迎えた2019/20シーズン。今夏に各クラブが積極的に補強を行ったが、やはり単純な戦力値で言うとシティとリバプールは充実している。今季も、この2クラブがプレミアリーグ全体を牽引していく存在となることだろう。
現地時間9日、先に開幕を迎えたのはリバプールであった。ホームで昇格組のノーリッジと対戦した同クラブは、モハメド・サラーやフィルジル・ファン・ダイクらにゴールが生まれ、4-1と快勝。期待を裏切らない、素晴らしいスタートを切った。
そして、10日には昨季王者のシティが登場。アウェイでウェストハムと対戦した同クラブも、変わらぬ強さを見せつけ5-0の大勝を収めている。いきなり、チャンピオンの貫禄を見せつける結果となった。

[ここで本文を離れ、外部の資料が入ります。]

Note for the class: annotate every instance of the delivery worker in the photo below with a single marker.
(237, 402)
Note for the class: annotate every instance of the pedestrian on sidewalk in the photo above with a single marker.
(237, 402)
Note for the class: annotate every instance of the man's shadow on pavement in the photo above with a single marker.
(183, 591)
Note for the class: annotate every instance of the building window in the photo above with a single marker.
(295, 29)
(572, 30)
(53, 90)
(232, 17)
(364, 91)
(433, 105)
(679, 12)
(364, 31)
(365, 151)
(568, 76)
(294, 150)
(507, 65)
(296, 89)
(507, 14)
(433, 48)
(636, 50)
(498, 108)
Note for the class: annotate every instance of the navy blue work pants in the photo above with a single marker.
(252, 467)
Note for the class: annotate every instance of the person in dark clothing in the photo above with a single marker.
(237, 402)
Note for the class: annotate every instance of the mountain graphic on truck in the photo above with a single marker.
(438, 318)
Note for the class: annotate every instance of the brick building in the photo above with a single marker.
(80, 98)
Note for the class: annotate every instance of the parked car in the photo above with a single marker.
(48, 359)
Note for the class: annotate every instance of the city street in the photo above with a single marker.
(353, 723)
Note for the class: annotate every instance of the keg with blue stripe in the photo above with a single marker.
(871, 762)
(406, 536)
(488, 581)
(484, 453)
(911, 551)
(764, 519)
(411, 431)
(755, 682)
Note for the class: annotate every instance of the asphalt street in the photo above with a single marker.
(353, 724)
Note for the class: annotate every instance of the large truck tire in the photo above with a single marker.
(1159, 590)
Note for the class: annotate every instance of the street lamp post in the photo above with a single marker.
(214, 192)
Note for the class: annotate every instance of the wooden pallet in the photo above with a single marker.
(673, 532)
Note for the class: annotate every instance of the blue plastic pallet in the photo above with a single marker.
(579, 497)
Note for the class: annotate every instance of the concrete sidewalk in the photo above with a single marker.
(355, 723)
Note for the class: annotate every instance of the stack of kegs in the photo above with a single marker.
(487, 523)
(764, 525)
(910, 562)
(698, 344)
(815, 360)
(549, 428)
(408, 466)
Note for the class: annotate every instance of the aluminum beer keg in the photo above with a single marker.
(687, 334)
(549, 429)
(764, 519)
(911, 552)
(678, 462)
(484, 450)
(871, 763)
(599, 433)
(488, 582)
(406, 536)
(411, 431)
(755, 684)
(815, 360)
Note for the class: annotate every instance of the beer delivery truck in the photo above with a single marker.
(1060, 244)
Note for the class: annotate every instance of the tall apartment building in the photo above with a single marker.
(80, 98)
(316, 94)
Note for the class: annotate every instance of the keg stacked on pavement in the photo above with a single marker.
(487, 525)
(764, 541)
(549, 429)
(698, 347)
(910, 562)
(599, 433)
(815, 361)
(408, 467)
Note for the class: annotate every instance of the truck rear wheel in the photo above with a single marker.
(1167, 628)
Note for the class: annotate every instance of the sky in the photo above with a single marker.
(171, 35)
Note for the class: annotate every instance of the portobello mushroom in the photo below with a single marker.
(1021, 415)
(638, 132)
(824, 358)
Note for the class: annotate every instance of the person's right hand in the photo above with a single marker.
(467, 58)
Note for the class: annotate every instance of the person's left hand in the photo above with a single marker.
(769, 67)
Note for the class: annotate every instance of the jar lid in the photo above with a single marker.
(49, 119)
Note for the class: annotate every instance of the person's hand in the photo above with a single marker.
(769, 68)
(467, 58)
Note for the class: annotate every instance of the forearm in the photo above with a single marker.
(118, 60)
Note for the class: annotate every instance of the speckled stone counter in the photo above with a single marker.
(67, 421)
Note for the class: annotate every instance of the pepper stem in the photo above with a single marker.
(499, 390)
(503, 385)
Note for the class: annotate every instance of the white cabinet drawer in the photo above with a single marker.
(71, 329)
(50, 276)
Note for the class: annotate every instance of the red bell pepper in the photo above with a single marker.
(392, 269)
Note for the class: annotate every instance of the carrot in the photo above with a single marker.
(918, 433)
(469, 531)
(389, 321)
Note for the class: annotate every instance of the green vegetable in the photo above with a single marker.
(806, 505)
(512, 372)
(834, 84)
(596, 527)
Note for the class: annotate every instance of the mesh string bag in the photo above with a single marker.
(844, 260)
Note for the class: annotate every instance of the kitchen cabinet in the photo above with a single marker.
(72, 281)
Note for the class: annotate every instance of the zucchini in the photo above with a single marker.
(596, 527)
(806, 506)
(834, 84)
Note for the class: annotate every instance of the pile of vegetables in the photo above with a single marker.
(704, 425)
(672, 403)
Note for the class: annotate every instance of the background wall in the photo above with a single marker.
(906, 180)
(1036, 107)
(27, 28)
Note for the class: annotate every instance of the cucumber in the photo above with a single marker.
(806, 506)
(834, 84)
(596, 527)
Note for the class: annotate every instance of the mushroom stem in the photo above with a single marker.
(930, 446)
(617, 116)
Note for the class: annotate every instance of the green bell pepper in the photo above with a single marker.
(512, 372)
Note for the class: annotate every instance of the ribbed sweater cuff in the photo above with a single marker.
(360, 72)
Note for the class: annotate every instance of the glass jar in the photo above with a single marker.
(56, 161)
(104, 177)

シティはこの日、お馴染みの4-3-3を採用して試合に挑んだ。最終ラインや中盤はおおむね予想通りのメンバーが名を連ねたが、前線にベルナルド・シルバの名はなく、リヤド・マフレズが先発入り。1トップはガブリエル・ジェズスが務めるなど、こちらはやや変化を加えてきた印象があった。
立ち上がり、シティはウェストハムの守備に苦しんだ。2列目のフェリペ・アンデルソンやミカエル・アントニオは中盤のケビン・デ・ブルイネ、ダビド・シルバに対するパスコースを限定するため、内側に絞って全体の距離感をコンパクトに保つ。そこへパスを入れられても中盤底のジャック・ウィルシャーやデクラン・ライスが素早くプレスを行い、2列目の選手と挟み込むような形でシティの攻撃をシャットアウト。アウェイチームはボールこそ支配できるものの、ゴール前に持っていくような形は、あまり作れていなかった。
ロドリの働きとウェストハムの停滞
もちろん、何度かそのエリアを突破してシュートまで持っていくシーンもあった。右ウィングのマフレズの個人技が光る場面もあり、GKウカシュ・ファビアンスキのファインセーブに阻まれたこともあった。だが、シティが本当に狙っている攻撃の形であったかというと恐らくそれは違うのだろう。「前半はかなり難しかった。いくつかのタッチがずさんだった」。シティの公式サイトによると、ラヒーム・スターリングは試合後にこう話していたという。この言葉からも、シティにとって立ち上がりが満足するべきものでなかったのは明らかだ。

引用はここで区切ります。